If our patient does not smoke, eats optimally, and exercises routinely, then her dyslipidemia exists in spite of the application of lifestyle as medicine. We can’t fix what isn’t broken! In this case, pharmacotherapy becomes a far more reasonable consideration. If she smokes, eats poorly, is sedentary, or any combination thereof, there is a compelling basis to direct our efforts there.
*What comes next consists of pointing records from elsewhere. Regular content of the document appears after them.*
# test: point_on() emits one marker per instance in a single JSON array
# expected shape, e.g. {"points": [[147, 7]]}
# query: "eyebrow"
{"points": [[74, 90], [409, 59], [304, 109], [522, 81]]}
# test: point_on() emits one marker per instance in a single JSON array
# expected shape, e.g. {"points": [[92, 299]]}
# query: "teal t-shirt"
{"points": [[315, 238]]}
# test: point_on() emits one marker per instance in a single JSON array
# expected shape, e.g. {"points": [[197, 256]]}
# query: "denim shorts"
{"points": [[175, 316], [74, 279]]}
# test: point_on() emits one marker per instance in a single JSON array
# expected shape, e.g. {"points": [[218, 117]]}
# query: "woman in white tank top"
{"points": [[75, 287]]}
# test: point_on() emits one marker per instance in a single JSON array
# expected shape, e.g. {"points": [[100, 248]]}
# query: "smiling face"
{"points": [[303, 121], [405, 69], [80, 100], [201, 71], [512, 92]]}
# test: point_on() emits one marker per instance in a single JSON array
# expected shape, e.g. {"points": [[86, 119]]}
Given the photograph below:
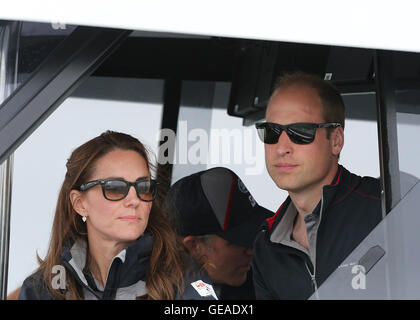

Where does all of this leave us? Assuming the patient’s lifestyle is other than optimal, the best evidence-based guidelines argue for lifestyle change as first-line therapy of her mild dyslipidemia. We are thus duty-bound to make that case. If we are persuasive, but Mrs. Huber remains ambivalent, the appropriate response derives from motivational interviewing . If Mrs. Huber is both convinced and ready for lifestyle change, our job is to help direct and support her initiative .
If despite our best efforts, Mrs. Huber remains emphatic about the use of pharmacotherapy—and assuming there is no mental health condition needing treatment first—her preference becomes a factor in our risk-benefit assessment. After all, in the absence of therapeutic alliance, our potential to facilitate lifestyle change over time disappears entirely. It might be that even temporary risk mitigation with relatively safe pharmacotherapy, such as a statin and perhaps aspirin in this case, would help establish that therapeutic alliance and provide us the traction we need to make the case for lifestyle as medicine longitudinally.
In this case, and often, lifestyle truly is the best and most potent medicine we have. But medicine can only be of utility if it actually goes down. The patient is, ultimately, the boss; the decision to swallow or spit resides with him or her. When our practice patterns are inattentive to this constant imperative, our best efforts devolve to dogma—and futility.